Hauser & Wirth is pleased to present a powerful body of painting executed by Lee Lozano c.1962. These 27 works belong to the artist’s first major oils series and are stylistically distinct from the minimalist aesthetic of subsequent paintings, or the late conceptual works that brought her notoriety. Oil paint is heavily applied to vivacious figures and objects; intimate in scale, each is densely packed with sexually charged imagery and aggression. Lozano’s work and attitude radically dismantled notions of ‘the feminine’ at a time when the parameters of feminism were in their earliest stages of definition. The c.1962 paintings speak to the artist’s attempts to grapple with these boundaries. Lozano would remain an active presence in New York until 1972, when she made a dramatic withdrawal from the art world.
The exhibited paintings present male and female body parts and objects morphing together and mutating with an assortment of vessels such as paper bags, cardboard boxes and cups. The rich paint evokes a dark sexual energy, something the artist termed ‘the cosmic fuck’. The forms typically enter or emerge from one another and Lozano plays with positive and negative space to create miscellanous orifices. Lozano also invokes gothic imagery: a set of red lips, with unusually large teeth and a set of fangs is a recurrent motif. Throughout the series the crude brushstrokes seem hastily applied, lending the works a sense of urgency and volatility.

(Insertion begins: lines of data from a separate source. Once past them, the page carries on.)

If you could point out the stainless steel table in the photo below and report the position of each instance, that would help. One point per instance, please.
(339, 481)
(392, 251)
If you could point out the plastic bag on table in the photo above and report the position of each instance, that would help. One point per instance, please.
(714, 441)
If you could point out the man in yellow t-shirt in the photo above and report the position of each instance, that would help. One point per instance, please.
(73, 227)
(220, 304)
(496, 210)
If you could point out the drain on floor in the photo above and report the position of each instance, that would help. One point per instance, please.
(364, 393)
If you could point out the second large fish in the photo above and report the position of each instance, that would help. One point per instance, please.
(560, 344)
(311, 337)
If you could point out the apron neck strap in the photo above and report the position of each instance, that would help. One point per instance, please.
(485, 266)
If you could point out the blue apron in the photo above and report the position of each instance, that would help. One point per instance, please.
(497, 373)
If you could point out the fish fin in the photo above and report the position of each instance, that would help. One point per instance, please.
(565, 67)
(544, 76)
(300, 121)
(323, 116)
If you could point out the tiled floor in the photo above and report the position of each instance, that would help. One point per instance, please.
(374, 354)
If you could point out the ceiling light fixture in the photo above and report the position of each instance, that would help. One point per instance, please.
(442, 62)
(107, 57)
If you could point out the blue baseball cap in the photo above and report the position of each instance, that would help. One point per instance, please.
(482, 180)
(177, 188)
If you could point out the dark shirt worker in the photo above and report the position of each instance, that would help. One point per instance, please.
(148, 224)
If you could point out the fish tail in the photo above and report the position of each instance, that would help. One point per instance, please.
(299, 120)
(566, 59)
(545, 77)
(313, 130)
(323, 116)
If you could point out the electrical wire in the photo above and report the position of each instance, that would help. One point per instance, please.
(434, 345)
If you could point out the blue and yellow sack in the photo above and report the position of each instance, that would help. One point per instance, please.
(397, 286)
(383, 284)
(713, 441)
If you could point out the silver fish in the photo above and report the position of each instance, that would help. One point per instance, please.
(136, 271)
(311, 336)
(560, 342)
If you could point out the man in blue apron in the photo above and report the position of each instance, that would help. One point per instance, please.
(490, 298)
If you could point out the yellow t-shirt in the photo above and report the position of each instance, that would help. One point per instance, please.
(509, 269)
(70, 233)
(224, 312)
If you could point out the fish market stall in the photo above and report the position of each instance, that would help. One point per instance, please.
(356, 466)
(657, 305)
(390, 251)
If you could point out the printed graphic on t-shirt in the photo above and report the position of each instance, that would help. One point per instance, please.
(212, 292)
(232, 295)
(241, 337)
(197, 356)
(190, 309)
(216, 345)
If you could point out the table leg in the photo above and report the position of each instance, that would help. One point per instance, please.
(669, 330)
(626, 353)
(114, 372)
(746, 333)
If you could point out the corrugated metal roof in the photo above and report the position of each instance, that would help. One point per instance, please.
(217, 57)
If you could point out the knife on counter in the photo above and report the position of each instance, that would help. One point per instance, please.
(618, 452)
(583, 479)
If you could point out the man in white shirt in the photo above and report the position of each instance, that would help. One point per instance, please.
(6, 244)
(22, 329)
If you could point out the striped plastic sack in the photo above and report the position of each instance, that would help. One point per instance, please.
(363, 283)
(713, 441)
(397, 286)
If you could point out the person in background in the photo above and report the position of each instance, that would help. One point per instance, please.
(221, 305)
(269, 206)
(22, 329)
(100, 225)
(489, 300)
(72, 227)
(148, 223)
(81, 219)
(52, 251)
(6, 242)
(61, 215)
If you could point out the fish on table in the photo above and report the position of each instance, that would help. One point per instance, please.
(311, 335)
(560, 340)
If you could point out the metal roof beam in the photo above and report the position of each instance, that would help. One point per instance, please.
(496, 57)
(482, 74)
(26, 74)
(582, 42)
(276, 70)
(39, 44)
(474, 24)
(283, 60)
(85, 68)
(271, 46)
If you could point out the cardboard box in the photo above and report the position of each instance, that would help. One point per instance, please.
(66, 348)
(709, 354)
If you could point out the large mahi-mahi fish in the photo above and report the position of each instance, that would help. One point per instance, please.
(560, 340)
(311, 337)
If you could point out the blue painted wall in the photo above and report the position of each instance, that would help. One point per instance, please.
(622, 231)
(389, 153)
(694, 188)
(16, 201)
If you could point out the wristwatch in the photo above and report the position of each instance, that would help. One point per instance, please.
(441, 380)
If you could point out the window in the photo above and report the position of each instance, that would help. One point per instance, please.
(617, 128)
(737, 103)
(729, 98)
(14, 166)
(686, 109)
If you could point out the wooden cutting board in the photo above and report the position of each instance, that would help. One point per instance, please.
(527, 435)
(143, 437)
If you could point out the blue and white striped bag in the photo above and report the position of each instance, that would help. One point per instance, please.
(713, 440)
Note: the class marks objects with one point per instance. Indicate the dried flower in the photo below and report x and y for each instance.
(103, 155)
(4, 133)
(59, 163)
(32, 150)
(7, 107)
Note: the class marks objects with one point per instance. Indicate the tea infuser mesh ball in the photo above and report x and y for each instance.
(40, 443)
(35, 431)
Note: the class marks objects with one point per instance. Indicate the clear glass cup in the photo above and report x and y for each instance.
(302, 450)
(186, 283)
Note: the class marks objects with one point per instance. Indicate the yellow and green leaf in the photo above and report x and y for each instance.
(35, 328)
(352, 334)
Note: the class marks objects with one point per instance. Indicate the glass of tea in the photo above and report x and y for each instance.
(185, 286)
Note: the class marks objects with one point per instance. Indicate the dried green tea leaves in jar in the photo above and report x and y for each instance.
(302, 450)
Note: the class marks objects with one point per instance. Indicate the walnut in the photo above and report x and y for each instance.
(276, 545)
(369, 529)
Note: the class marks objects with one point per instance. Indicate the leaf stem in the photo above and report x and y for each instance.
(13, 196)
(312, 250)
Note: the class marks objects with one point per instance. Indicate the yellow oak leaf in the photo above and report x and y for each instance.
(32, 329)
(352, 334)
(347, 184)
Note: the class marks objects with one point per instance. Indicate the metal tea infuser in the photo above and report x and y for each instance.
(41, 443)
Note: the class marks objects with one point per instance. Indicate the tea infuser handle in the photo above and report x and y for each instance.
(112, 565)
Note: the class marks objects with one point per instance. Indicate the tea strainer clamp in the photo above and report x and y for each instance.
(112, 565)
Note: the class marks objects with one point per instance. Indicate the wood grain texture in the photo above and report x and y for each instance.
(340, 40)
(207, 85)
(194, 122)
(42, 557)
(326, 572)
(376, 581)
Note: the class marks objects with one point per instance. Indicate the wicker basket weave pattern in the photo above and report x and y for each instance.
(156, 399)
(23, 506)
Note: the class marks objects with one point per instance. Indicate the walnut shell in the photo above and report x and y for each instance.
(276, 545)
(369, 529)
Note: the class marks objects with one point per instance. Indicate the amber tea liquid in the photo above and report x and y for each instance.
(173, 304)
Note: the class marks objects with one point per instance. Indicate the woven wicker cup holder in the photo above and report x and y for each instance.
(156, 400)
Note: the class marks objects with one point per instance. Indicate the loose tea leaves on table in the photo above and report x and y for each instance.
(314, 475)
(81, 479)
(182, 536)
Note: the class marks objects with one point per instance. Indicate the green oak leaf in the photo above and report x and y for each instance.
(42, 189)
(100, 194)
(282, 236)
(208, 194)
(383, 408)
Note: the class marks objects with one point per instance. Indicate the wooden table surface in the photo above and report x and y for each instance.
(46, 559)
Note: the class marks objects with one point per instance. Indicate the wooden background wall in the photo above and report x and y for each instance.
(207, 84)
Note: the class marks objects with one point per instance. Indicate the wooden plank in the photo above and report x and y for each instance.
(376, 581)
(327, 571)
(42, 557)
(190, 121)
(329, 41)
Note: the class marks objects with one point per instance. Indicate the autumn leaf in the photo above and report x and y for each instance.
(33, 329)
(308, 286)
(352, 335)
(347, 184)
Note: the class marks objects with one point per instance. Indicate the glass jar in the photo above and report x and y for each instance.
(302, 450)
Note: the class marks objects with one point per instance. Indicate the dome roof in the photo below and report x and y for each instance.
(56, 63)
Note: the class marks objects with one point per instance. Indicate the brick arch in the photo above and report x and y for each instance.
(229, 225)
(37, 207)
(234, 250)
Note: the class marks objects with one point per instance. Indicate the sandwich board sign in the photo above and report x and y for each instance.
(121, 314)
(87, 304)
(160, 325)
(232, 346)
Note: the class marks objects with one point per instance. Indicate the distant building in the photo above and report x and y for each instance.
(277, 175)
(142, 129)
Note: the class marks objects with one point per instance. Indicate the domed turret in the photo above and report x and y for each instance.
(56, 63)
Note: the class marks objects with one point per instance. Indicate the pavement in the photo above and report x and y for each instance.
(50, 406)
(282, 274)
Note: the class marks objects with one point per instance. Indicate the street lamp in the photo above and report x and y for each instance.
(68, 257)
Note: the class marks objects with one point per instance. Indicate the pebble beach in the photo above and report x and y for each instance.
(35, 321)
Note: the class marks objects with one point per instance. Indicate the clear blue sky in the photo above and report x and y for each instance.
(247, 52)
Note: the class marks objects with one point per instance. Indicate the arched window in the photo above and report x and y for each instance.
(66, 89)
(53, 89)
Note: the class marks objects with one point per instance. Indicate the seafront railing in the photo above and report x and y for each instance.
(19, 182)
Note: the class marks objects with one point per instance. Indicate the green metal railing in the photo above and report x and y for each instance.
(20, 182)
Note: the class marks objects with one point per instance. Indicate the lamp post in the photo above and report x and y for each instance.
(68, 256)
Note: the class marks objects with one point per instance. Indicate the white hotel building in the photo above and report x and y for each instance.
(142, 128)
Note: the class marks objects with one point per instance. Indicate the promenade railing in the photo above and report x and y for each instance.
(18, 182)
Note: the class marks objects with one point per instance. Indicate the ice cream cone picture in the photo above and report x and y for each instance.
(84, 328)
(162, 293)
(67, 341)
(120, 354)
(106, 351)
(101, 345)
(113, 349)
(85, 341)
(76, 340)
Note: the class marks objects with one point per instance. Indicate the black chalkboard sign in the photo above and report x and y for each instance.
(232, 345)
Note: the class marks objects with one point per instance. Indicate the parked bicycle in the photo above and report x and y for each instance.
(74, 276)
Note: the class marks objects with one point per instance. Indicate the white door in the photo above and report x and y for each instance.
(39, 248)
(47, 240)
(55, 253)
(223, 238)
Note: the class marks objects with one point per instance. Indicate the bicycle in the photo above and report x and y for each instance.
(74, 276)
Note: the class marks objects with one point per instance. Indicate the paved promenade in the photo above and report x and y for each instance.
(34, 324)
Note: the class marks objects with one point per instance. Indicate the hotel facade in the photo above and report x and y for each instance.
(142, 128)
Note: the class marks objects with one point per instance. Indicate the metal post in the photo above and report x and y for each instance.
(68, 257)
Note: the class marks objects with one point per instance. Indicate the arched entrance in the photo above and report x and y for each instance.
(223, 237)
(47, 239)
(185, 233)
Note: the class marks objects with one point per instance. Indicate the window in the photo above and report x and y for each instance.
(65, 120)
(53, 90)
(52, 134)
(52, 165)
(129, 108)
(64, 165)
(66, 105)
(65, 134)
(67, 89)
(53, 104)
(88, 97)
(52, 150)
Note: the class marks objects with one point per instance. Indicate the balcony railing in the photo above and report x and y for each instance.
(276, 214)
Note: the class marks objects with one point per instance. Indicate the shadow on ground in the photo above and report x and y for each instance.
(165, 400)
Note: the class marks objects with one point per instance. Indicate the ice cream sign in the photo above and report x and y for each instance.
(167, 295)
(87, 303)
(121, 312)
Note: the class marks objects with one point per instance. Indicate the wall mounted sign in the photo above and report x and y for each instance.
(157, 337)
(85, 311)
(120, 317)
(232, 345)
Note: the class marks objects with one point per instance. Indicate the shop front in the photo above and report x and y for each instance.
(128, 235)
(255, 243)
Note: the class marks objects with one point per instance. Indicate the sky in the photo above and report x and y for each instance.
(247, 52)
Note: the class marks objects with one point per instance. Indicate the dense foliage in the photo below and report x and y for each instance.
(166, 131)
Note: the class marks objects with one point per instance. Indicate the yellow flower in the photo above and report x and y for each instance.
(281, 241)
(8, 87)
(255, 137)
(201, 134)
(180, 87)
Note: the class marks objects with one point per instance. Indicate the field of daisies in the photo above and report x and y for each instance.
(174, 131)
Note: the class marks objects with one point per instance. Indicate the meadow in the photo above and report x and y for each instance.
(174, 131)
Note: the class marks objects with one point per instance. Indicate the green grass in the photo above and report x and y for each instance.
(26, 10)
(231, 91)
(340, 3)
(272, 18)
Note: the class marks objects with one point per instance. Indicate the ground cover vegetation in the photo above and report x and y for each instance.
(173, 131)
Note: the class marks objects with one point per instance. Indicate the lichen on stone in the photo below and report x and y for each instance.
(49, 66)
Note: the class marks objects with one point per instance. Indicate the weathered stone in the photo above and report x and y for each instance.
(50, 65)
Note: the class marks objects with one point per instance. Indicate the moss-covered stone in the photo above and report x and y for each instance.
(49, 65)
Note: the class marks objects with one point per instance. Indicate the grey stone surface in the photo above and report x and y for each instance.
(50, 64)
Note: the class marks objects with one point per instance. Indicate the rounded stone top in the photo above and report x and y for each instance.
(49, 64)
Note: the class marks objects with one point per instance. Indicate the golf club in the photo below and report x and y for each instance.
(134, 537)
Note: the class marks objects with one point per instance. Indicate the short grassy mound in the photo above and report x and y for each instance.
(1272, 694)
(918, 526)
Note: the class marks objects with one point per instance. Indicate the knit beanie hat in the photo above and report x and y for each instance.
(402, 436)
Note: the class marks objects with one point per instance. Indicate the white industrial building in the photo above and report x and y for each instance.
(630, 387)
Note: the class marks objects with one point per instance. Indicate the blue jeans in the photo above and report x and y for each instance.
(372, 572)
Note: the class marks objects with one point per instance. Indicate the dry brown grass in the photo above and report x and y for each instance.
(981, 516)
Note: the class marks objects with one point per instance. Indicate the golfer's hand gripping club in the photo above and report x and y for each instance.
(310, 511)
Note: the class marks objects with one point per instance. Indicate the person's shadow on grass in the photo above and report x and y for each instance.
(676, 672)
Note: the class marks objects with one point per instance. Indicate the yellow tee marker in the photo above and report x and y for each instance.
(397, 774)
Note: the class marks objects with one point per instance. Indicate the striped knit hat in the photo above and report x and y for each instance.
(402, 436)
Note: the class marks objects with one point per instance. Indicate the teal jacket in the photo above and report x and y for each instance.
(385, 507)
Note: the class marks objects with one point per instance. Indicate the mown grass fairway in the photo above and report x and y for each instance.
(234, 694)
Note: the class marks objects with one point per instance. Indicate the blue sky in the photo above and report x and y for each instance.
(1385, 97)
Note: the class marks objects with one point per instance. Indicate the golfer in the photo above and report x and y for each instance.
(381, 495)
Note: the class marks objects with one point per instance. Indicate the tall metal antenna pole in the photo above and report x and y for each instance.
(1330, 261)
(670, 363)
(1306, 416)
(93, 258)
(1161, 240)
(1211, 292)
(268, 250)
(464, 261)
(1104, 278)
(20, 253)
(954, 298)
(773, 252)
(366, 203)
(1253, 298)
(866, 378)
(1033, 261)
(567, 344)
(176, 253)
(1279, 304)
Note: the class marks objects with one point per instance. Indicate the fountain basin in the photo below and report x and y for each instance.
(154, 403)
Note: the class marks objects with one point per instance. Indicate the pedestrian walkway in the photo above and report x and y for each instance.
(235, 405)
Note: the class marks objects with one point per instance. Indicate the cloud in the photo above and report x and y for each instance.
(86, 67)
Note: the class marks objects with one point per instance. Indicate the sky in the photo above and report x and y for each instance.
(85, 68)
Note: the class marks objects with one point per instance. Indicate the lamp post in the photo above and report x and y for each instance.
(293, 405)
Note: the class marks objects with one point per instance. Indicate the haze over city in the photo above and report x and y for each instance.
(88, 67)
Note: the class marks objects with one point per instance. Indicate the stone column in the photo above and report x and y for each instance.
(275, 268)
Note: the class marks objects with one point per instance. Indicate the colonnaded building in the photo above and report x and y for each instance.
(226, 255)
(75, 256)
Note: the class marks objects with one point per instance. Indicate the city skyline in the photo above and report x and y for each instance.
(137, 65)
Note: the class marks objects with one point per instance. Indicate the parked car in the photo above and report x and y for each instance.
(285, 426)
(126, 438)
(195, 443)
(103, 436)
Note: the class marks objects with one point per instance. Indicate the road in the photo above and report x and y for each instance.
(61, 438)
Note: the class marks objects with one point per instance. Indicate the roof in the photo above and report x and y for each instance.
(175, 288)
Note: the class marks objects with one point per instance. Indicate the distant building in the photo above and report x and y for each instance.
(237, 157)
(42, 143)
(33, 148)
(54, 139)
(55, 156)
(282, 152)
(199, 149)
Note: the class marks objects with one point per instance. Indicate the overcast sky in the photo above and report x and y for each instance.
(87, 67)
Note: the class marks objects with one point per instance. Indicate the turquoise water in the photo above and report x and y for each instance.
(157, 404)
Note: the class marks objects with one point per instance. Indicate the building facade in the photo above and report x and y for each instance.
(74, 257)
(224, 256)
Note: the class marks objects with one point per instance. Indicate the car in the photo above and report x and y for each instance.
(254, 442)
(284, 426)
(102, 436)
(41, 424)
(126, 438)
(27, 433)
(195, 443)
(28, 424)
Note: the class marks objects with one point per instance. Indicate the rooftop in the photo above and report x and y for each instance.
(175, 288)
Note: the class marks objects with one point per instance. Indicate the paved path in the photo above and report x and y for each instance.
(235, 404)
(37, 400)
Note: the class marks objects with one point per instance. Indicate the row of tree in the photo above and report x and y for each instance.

The objects and shapes in these paintings allude to both genders, therefore there is no sexual hierarchy. As Helen Molesworth, Chief Curator at MoCA, explains, ‘It implies instead a decentred experience of the body less dependent on vision, voyeurism, spectacle and objectification… Lozano’s evocation of the body is raucous, muscular and simultaneously disturbing and deeply erotic’.
In the following decade, Lozano fought to consolidate her artistic self in a realm void of systems, rules and group consciousness. She pursued a wholly independent solo studio practice which culminated in her rejection of the New York art world and association with women. First she refused to attend public functions and withdrew from the activities of the Art Workers Coalition, then relocated to Dallas. ‘By refusing to speak to women’, says Molesworth, ‘she exposed the systematic and ruthless division of the world into categories of men and women. By refusing to speak to women as an artwork, she also refused the demand of capitalism for the constant production of private property… The strategy of rejection is a powerful one.’